Dr. Parsons has participated in a multicenter clinical research study that has led to the recent submission of an article in the Journal of Shoulder and Elbow Surgery, entitled, “Risk Factors for Complications and Revision Surgery after Anatomic and Reverse Total Shoulder Arthroplasty.” The goal of this study was to identify factors that may lead to adverse outcome from shoulder replacement. Such factors include demographic factors, medical conditions, prior surgery, preoperative diagnosis, and preoperative function. If surgeons can identify in advance which patients are at a higher risk for postoperative complication, measures can be taken to address modifiable risk factors.
The results of this study are part of a larger project spearheaded by Exactech Inc. to use machine learning to help predict patient-specific outcomes after shoulder replacement by comparing individual patients to age, gender and diagnosis-matched patients from a large clinical database that includes over 10,000 patients who have already undergone surgery. Parsons is one of the surgeons working in collaboration with engineers and data scientists to develop this artificial intelligence technology.

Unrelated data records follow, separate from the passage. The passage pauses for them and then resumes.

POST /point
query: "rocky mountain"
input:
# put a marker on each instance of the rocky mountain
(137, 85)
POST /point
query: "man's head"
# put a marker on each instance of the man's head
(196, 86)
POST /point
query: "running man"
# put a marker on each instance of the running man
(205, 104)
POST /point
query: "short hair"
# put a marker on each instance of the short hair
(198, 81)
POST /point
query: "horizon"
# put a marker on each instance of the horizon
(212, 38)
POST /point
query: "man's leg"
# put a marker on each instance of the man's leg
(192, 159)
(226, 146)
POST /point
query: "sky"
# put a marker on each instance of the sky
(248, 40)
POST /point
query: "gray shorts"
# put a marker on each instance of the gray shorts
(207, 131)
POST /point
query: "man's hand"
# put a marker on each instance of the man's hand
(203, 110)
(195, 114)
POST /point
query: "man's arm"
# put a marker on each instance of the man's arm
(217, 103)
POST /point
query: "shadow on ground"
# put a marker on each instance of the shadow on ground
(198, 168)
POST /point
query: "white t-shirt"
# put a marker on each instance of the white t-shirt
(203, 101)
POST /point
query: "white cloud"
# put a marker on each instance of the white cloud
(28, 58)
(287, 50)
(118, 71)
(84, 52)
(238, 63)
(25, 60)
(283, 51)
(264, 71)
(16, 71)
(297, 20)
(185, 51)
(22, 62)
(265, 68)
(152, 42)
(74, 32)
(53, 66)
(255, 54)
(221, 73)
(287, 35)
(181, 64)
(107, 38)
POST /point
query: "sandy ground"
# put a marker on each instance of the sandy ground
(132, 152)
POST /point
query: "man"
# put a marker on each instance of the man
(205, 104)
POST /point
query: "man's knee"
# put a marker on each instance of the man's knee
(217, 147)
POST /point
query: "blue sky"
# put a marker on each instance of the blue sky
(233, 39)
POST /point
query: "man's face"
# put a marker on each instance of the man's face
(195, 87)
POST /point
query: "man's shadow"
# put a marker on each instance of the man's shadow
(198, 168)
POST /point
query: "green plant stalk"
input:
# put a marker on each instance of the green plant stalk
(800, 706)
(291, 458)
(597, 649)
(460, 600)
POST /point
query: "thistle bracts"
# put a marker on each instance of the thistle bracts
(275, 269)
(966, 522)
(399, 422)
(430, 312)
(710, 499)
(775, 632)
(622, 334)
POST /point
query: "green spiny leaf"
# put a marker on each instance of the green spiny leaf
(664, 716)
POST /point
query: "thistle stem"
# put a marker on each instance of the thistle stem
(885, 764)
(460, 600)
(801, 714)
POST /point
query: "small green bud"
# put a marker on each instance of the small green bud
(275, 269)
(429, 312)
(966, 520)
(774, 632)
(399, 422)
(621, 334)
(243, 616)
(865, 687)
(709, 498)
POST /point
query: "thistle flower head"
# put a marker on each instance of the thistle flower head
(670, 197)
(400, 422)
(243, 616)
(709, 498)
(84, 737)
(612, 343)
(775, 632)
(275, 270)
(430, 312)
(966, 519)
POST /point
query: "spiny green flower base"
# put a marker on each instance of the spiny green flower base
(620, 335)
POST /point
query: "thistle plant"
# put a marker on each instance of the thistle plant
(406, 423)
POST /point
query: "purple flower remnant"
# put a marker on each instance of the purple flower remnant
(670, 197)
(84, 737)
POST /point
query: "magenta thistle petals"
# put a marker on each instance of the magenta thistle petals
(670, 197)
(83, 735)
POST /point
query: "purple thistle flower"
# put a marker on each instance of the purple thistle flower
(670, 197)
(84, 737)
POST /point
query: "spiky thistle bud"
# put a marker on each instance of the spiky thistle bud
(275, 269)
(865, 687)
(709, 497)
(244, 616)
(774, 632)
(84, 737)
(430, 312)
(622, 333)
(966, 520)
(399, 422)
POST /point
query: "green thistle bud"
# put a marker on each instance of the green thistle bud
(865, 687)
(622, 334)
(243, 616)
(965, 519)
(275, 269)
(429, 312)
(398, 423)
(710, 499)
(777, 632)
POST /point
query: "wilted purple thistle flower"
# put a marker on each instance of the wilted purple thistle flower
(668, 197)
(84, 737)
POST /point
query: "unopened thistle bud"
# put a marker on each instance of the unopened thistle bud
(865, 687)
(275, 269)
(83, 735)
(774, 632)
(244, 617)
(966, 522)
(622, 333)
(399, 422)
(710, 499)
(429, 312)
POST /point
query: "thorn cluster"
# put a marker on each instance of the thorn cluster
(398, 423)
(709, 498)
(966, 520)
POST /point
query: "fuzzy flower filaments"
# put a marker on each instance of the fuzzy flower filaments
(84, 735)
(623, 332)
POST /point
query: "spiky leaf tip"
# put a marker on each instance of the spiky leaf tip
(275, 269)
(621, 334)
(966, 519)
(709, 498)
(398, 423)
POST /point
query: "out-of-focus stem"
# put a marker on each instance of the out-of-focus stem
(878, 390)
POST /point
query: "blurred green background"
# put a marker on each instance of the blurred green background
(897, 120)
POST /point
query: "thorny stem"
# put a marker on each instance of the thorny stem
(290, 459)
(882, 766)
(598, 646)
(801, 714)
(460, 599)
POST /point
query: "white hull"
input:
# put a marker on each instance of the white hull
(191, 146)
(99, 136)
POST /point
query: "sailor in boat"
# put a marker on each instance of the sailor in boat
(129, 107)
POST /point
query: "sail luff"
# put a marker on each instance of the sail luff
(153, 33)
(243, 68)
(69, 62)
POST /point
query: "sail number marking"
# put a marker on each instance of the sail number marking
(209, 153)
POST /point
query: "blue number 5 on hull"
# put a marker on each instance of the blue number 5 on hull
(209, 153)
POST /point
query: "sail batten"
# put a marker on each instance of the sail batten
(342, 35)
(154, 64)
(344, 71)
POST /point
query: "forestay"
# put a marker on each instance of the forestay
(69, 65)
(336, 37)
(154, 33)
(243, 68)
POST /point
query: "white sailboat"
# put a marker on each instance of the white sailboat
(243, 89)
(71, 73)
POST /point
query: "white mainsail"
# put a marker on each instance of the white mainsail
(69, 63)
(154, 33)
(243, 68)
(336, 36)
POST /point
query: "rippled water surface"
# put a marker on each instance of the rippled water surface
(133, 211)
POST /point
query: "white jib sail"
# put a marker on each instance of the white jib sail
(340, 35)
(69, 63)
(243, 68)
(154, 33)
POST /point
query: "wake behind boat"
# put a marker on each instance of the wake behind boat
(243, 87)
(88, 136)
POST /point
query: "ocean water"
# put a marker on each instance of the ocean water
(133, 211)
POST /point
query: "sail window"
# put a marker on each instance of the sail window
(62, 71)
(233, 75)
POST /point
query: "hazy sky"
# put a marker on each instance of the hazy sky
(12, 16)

Collectively this research will help to advance outcomes after shoulder replacement by determining ways to optimize patients in advance of surgery. Future work will extend the capability of the machine learning technology to help surgeons plan implant placement and choose the optimal implant configuration that will lead to the best improvement in function.
Parsons, who performed a fellowship in shoulder and elbow surgery, has a specialty interest in shoulder replacement and was the first surgeon in the state to perform a reverse total shoulder in 2004. Over the past 17 years, he has performed over 1,000 standard and reverse shoulder replacements and is one of just 3 surgeons in New Hampshire who are members of the American Shoulder and Elbow Surgeons.